People reciprocate invitations from people they don’t know to extend their own reach.
It is fairly easy to spot the people who have built up massive following, though not everyone is listed on Twitterholic now.
http://www.twitterholic.com/
I’m not really sure what the big deal is with the SEO industry and nofollow. So what if a link is nofollow? Don’t you all post in places because you want to “teach” others? Or do you simply post for your own self-interests? NOfollow was implemented by Google because a link leading from one site to another site should “only” count when the “owner” of the linking site is vouching/voting for “your” site because it has great content on the page or the site and the link is a good resource for the linking site’s visitors. That’s it. Period. Nothing more.
Why does this extremely simple concept lost in our industry? I have NO idea. In my mind, ALL these social media sites should use the nofollow tag. By not doing so, the owners are risking “big-time” the possibility of linking to a bad neighborhood.
So my question is; why does our industry always think about this link juice stuff when there is soooo many other high priority things they should be doing?
I’m not getting the nofollow cry-babies, sorry.
Doug
People have been touting for months that Twitter is an alternative to blogging.
If I voted for your site in Twitter rather than writing a full blog post, you wouldn’t gain any juice though maybe a little traffic.
Twitter is still allowing indexing of the content, without counting external links. Links are part of the content yet it is being modified without specific consent, and I don’t even think that was announced, it was just discovered.
On the flip side, I have also written that Twitter might be a legal liability for any kind of business use, so it just becomes an IM.
For me one of the major benefits of Twitter has been to extend my network and interact even more closely with readers of my blog and others. I’ve been able to sore the front pages of Dutch social news sites on occasion, just by people voting for articles I had linked to in a tweet in Twitter. So for me there is also a significant traffic benefit, like you also concluded at the end of your article. Too bad that we lose the “vote of editorial approval” as you call is.
Doug,
Could you elaborate? What are the higher priority things the SEO community should be thinking about?
Ok sorry if this is a bit old but how the hell do you post links in Twitter???

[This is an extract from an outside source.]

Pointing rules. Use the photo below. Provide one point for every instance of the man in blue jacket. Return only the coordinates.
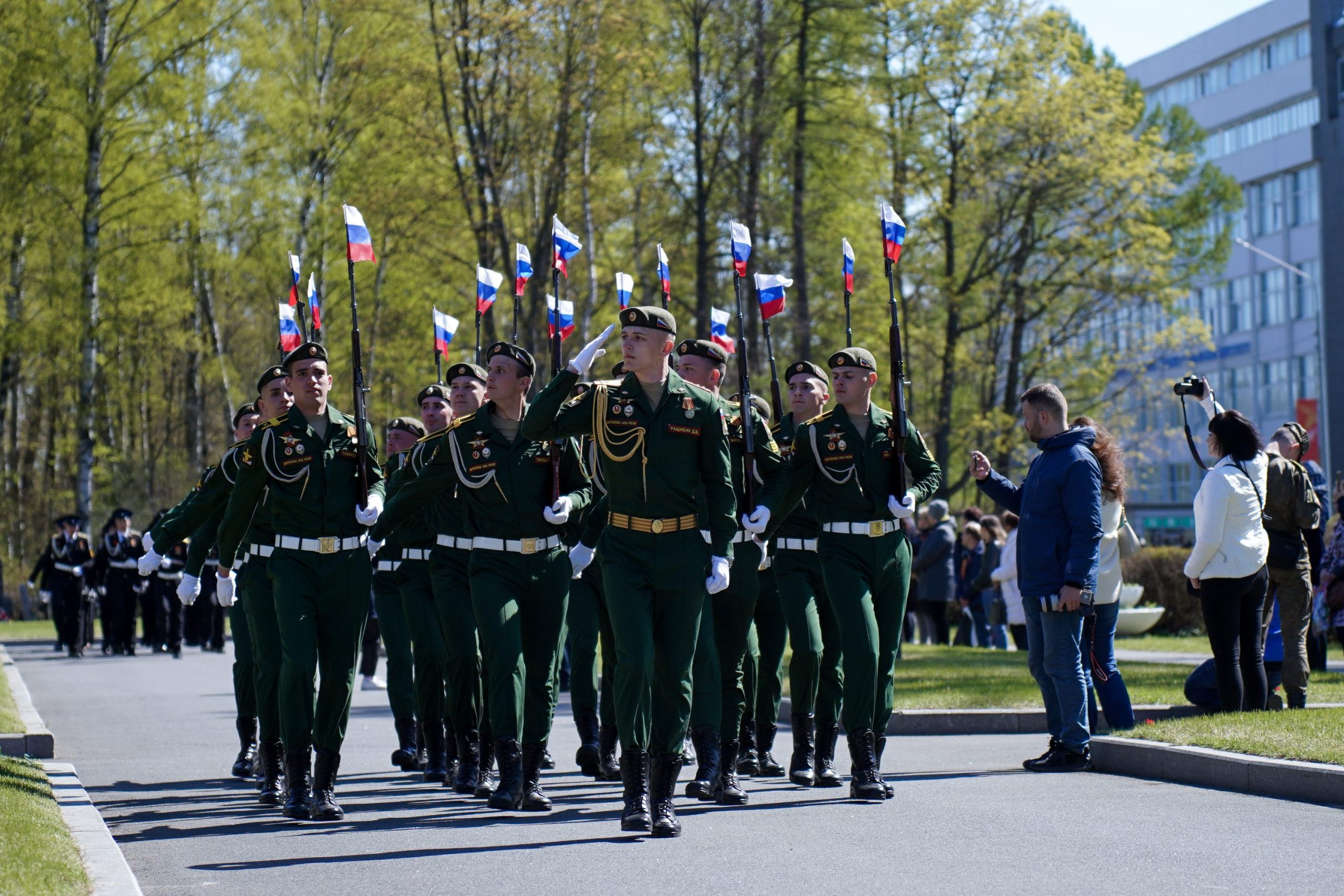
(1058, 551)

I think we’ll eventually get to the point where everyone uses nofollow and no one gives any juice to any one; an internet full of hermits. Nofollow is the antithesis of web 2.0.
It’s a shame, there are a lot of methods to disable spam from comments, and links beside “No Follow”, I really like technorati, now I’m going to test “Twitter”, but I think I will not use it very often…

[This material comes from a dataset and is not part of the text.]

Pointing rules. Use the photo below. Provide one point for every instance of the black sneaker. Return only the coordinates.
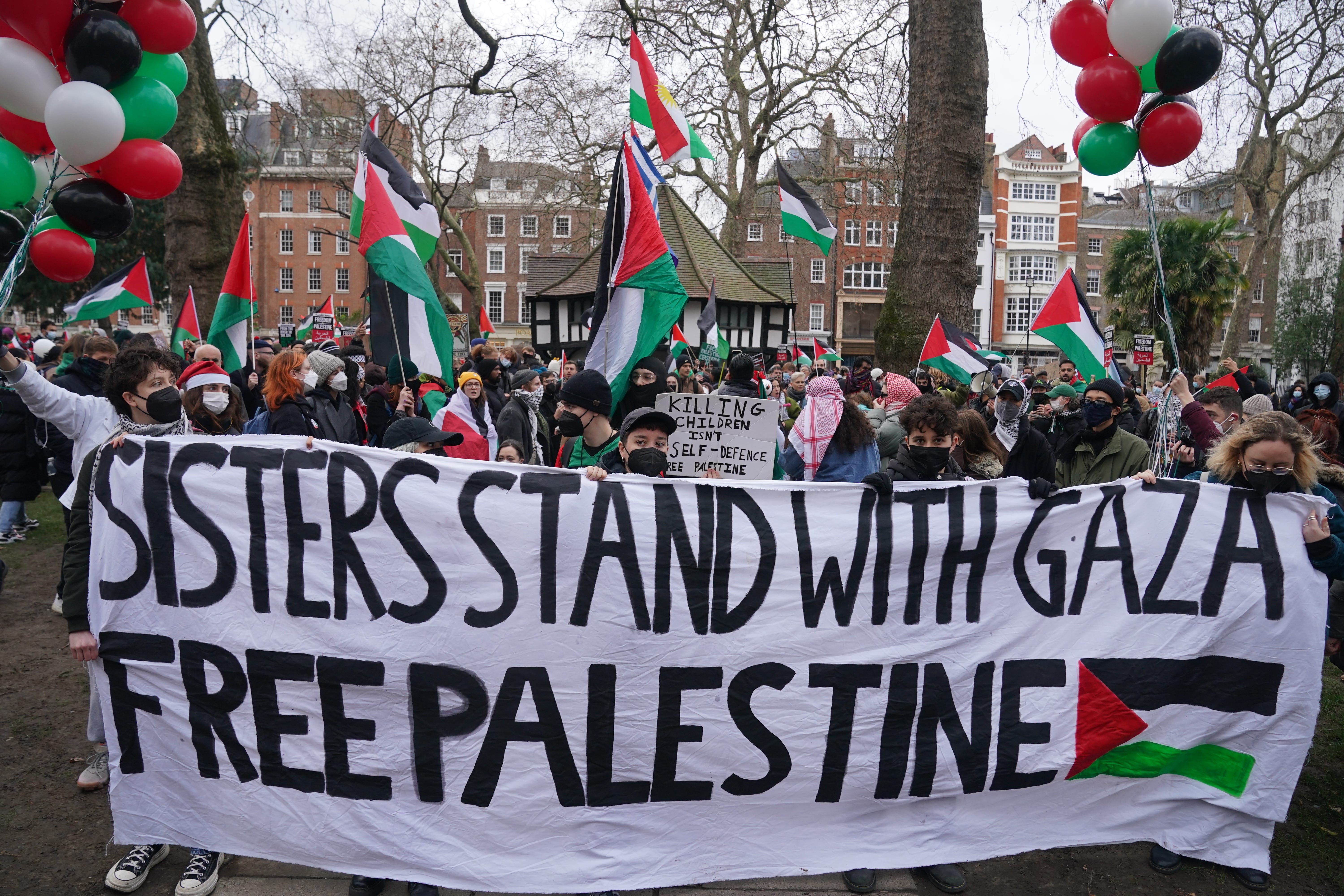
(131, 872)
(202, 874)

Condom Man, that’s it, nofollow =! web 2.0.
Sorry for my english
best regards
It’s really a pity. I liked Twitter a lot and I stopped to use it after the nofollow stablishment. And I did the same with Wikipedia.

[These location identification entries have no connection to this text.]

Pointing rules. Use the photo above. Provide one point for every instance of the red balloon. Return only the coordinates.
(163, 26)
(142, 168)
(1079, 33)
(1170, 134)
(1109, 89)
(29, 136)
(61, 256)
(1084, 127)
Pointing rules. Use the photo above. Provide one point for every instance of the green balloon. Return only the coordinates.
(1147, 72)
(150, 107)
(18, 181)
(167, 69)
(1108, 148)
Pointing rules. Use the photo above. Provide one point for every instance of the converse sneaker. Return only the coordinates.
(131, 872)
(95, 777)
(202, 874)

If we think in the reasons of nofollow, it makes me nerve even more, due to the fact that only Google can gain and not anyone.
The same with blogs. I own some to generate content and traffic and I wanted to dofollow it because I believe that this is a reward to the person that read my post and stopped by to say something.
Of course I manage all my comments and this is the point that determine internet quality: personal control.
Why nofollow every links if its so easy to flag a spam post, comment, hub, squidoo or others? I think that after you’ve written this excelent post we could see the results of Twitter’s option: much less traffic, posts and comments.
Spammers will always exist, with nofollow or dofollow.
That's lame, I think all links from my profile should be follow if I want em to be, it's my profile!